“Genişliği gökler ve yer kadar olan Cennetin kendileri için hazırlandığı muttakiler, bollukta ve darlıkta infak ederler ve öfkelerini yutarlar” (Alu İmran, 3/134).
Öfke kızgınlıktan dolayı kalbin alevlenmesi halidir. Onun yenilmesi ise kişinin kendisini sabra yöneltip tutması ve öfkenin herhangi bir etkisini ortaya çıkarmamasıdır.
“Öfkeyi yutmak insanın zarar gördüğü insanlara karşı kalbinde duyduğu yakıcı intikam hissini, intikama gücü yettiği halde tutup kalbinden taşmasını ve çıkmasını engellemek, intikam almayıp sabır ile onu hazmetmektir” (Elmalılı, M.Hamdi Yazır, Hak Dini Kur’an Dili, II, 1177).
Rasulullah bir hususta şöyle buyuruyor: “İntikamını almaya kadir olduğu halde öfkesine hâkim olan kimseyi Cenab-ı Allah Kıyamet günü bütün mahlûkatın huzurunda çağırır ve dilediği huriyi almakta onu serbest bırakır” (Tirmizi, Birr, 74).

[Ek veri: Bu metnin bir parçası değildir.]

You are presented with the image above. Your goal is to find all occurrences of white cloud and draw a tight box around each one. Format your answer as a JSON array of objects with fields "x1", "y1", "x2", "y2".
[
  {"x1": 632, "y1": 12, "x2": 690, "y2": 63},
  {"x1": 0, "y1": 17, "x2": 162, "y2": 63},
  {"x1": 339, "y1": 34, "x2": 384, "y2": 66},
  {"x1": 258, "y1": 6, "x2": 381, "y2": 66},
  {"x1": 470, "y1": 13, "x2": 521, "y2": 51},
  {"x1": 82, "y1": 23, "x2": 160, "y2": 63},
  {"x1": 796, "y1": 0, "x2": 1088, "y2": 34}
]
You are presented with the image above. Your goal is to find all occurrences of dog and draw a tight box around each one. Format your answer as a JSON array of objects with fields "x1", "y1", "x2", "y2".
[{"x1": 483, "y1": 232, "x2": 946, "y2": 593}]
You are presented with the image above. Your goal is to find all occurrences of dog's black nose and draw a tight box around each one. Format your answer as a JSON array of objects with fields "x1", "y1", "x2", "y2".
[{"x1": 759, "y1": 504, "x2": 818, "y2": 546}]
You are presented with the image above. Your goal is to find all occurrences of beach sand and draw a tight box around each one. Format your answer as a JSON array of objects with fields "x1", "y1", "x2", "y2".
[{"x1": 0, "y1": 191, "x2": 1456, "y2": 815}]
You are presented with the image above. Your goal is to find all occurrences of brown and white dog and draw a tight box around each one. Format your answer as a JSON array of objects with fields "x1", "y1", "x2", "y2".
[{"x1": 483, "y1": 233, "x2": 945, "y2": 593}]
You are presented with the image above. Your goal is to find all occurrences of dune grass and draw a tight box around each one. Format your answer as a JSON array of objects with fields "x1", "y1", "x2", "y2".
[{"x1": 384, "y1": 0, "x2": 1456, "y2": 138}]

Yine başka bir hadiste Rasulullah:
“İntikam almaya gücü yettiği halde öfkesini tutan kimsenin kalbini Allahu Teâlâ hazretleri emniyet hissi ve iman ile doldurur” (Ebu Davud Edeb, 3).
Onlar İnsanları Bağışlarlar
“O takvâ sahipleri ki, bollukta da darlikta da Allah için harcarlar; öfkelerini yutarlar ve insanları affederler. Allah da güzel davranışta bulunanları sever.” (Ali İmran 134.)
(O muttakiler) insanları bağışlayanlardır” (Âli İmran, 3/134).
Öfkelerini yenmekle insanları bağışlamak birbirini izleyen özelliklerdir. Öfkeyi yenmenin pratik olarak görünüşü insanları affetmektir. Yani affetmek, öfkeyi yutmanın pratik bir tezahürüdür.
Af ve bağışlama, meşru hakkından vazgeçme veya onu teberru etme, Kur’an’ın tavsiye ettiği bir davranıştır. Hakkı olduğu hâlde birşeyi almamak, ya da infak konusunda muhtaç olanlara fazlasıyla bağışta bulunmak, ya da kendisine kötülük edenden intikam almayıp bağışlamak, Allah’ın muttaki kulunu bağışlamasına sebep olacaktır. (Bak. Bakara: 2/3, 177, Âl-i İmran: 3/134.) (H. Kerim Ece, Takva Bilinci)
Kur’an, kararlaştırılmış bir mehire rağmen gerdek gerçekleşmeden boşanan kadınların mehrin yarısına sahip olacaklarını söylüyor ve şunu ilâve ediyor:
“Sizin tümünü (veya fazlasını) bağışlamanız (af) takvaya daha yakındır…” (Bak. Bakara: 2/177.)